Presiden BEM FISIP UNMUL ; Iksan Nopardi

POLITIKAL.ID, SAMARINDA - Tahun telah berganti. 2021 gerakan mahasiswa terlebih di Samarinda tentunya memiliki catatan kritis di tahun ini, khususnya pada dunia pendidikan.

Ada berbagai kebijakan, penyelenggaraan, hingga pembungkaman nalar kritis mahasiswa.

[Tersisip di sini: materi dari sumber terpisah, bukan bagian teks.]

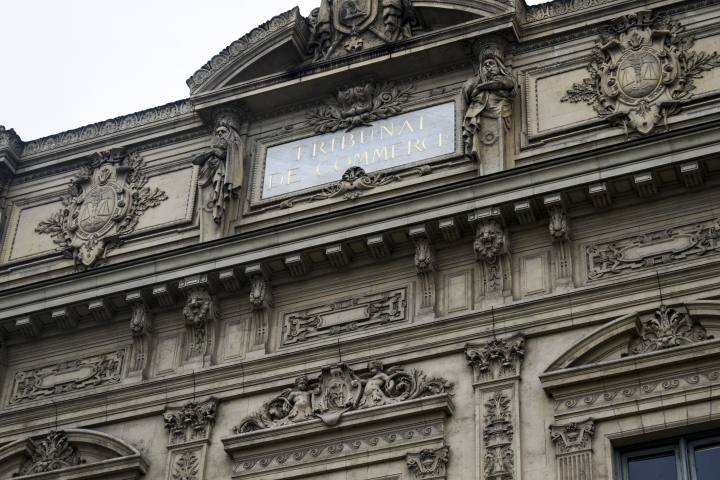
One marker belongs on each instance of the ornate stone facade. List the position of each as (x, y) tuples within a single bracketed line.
[(376, 183)]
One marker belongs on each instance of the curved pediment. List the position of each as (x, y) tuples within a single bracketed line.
[(71, 454), (641, 333), (290, 40)]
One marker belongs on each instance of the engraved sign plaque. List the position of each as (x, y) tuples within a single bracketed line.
[(400, 140)]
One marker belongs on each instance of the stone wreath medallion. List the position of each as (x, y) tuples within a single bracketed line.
[(643, 71), (105, 202)]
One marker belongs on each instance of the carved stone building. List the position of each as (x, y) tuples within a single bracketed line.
[(395, 239)]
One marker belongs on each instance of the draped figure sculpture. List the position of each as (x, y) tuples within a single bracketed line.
[(489, 97), (221, 165)]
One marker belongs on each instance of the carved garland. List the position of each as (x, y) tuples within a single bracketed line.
[(339, 390)]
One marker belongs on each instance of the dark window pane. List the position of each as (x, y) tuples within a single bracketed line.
[(661, 467), (707, 463)]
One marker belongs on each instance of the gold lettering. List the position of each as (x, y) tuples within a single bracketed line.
[(425, 146), (318, 169), (316, 148), (441, 137), (299, 149), (379, 153), (349, 163), (422, 123), (407, 123), (360, 156), (385, 129), (395, 148), (362, 136), (417, 145), (291, 174), (351, 140), (282, 179)]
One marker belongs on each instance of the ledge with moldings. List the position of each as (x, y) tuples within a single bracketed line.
[(363, 437)]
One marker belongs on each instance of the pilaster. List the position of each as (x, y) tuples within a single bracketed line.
[(426, 265), (261, 302), (496, 367), (141, 326), (189, 429)]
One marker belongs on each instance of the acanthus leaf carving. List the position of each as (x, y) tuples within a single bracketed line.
[(104, 203), (667, 328), (429, 463), (358, 106), (496, 359), (67, 377), (642, 72), (573, 437), (339, 390), (54, 453), (193, 421)]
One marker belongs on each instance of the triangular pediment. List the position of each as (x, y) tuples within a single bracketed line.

Hal tersebut dirangkum dalam tulisan berikut. Judul diatas merefleksikan peran pendidikan dalam mencerdaskan kehidupan bangsa dalam satu tahun terakhir yang jauh dari demokratisasi yang diamanatkan dalam konstitusi, kebebasan berpendapat, kebebasan akademik, dan semakin menampilkan watak otoriter baik dari segi kebijakan maupun pada tataran akar rumput khususnya dunia pendidikan tinggi.

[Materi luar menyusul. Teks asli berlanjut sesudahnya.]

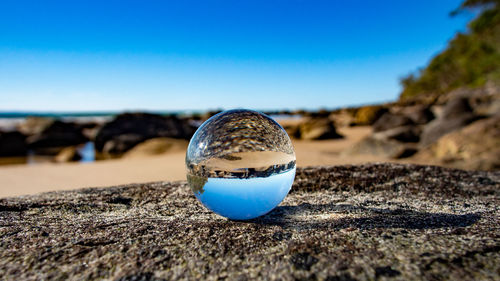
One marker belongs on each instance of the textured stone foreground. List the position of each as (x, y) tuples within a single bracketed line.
[(375, 221)]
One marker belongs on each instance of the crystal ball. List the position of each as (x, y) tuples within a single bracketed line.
[(240, 164)]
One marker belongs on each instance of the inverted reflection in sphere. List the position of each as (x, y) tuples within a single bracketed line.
[(240, 164)]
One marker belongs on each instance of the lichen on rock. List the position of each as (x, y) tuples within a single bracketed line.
[(364, 222)]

Dalam menarasikan kebijakan yang dikeluarkan Nadiem Makarim selaku Menteri Pendidikan dan Kebudayaan, perlu adanya evaluasi kebijakan yang dikeluarkan.

Pertama, Kampus Merdeka. Dengan alasan bahwa mahasiswa harus lebih inovatif dan kreatif.

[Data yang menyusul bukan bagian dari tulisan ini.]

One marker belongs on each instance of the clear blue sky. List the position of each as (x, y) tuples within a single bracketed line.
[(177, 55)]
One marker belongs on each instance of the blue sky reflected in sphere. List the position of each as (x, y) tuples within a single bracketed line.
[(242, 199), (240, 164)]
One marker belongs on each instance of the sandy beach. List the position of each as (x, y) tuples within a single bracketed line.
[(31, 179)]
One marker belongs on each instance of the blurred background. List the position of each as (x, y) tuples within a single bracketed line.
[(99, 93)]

Perguruan tinggi dituntut untuk dapat membentuk karakter mahasiswa sebagai pemimpin masa depan. Namun kalau kita telaah kembali, justru kebijakan kampus merdeka menjauhkan dari nilai-nilai tri dharma perguruan tinggi.

Mempersiapkan mahasiswa untuk bekerja dibidang industri. Yang paling menjadi sorotan adalah kemudahan Perguruan Tinggi untuk merubah statusnya menjadi PTN BH (Perguruan Tinggi Negeri Berbadan Hukum) yang justru semakin memperluas praktik komersialisasi pendidikan.

Karena, kampus dengan dalil otonomi non-akademik, akan mencari biaya sendiri untuk biaya operasional. Pada akhirnya, yang paling mudah dilakukan adalah menaikkan biaya kuliah. Outputnya justru jauh dari pasal 31 UUD 1945 ayat 1 yaitu setiap warga negara berhak mendapatkan pendidikan.

Pendidikan tinggi akan semakin sulit dijangkau masyarakat menengah kebawah.

Lalu, Permendikbud Nomor 25 Tahun 2020 terkait keringanan UKT bagi mahasiswa selama pandemi covid-19. Kebijakan tersebut tidak menjawab permasalahan yang dihadapi mahasiswa.

Karena mahasiswa tetap wajib membayar UKT secara penuh pada setiap semester (Pasal 9 ayat 1).

Padahal, sangat rasional kemudian penurunan UKT karena proses perkuliaham dilakukan secara daring, yang secara tidak langusng penggunaan fasilitas dan sarana prasarana kampus tidak terpakai.

Terlebih dalam kondisi pandemi, harusnya keringanan UKT dilakukan secara general. Karena ada hak, yang berhak kita tuntut.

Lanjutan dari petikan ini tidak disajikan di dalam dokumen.